According to the German constitution, the states and not the federal government are responsible for adequate financial resources for their municipalities. The fact that Scholz once made the proposal for the federal government to take over old debts and that the coalition agreement of the traffic light government still speaks of a "joint, one-time effort by the federal government and the federal states" goes back to the self-commitment of the federal government made in 2019 for equal living conditions to care.

Officially, the current government still feels obliged to do so. "The federal government is still ready to tackle the issue of old debts," says Federal Finance Minister Christian Lindner (FDP). The prerequisite for the “corresponding amendment to the Basic Law, however, is the approval of the CDU/CSU and the willingness of states like Bavaria to support a model from which they themselves do not benefit financially,” he says.

A two-thirds majority in the Bundestag and Bundesrat is required for the amendment to the Basic Law put forward by Lindner. It doesn't look like that at the moment. "Bavaria is already paying more than half of the federal financial power equalization, we are certainly not paying for the debts of the municipalities of other countries," says Albert Füracker (CSU), the Bavarian Minister of Finance.

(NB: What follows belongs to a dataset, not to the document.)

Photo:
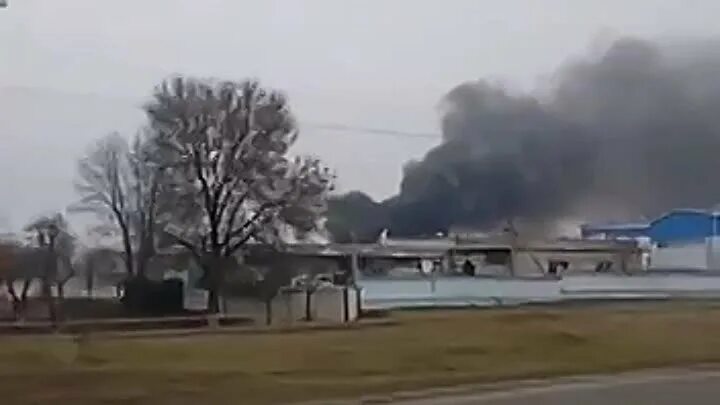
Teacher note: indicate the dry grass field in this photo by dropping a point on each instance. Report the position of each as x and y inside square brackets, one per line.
[425, 348]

Baden-Württemberg's Prime Minister Winfried Kretschmann (Greens) had expressed a similar negative view.

In Lower Saxony, too, people don't want to know anything about taking over old debts without corresponding compensation payments for other countries. Prime Minister Stephan Weil (SPD) points out that his state has had extremely positive experiences with its own debt relief program. "If the federal government, together with the federal states and local authorities, is now also embarking on such a path, such advance payments must of course be taken into account," says Weil.

His Minister of Finance, Reinhold Hilbers (CDU), is even clearer: "Every level of government must solve its tasks and manage the budgetary framework responsibly," he says. Hilbers considers the assumption of the debt by the federal government to be the "completely wrong signal".

In North Rhine-Westphalia, the new state government is already preparing for the fact that it will have to help its municipalities on its own. "Should the federal government not meet its responsibility, we are committed to finding a solution ourselves in the coming year and setting up an old debt fund for this purpose," says the coalition agreement of the black-green government of Prime Minister Hendrik Wüst (CDU). The mayors and chamberlains in Pirmasens, Wuppertal and Mülheim an der Ruhr will not care who takes over their old debts. From their point of view, it would be much more important that things happen quickly.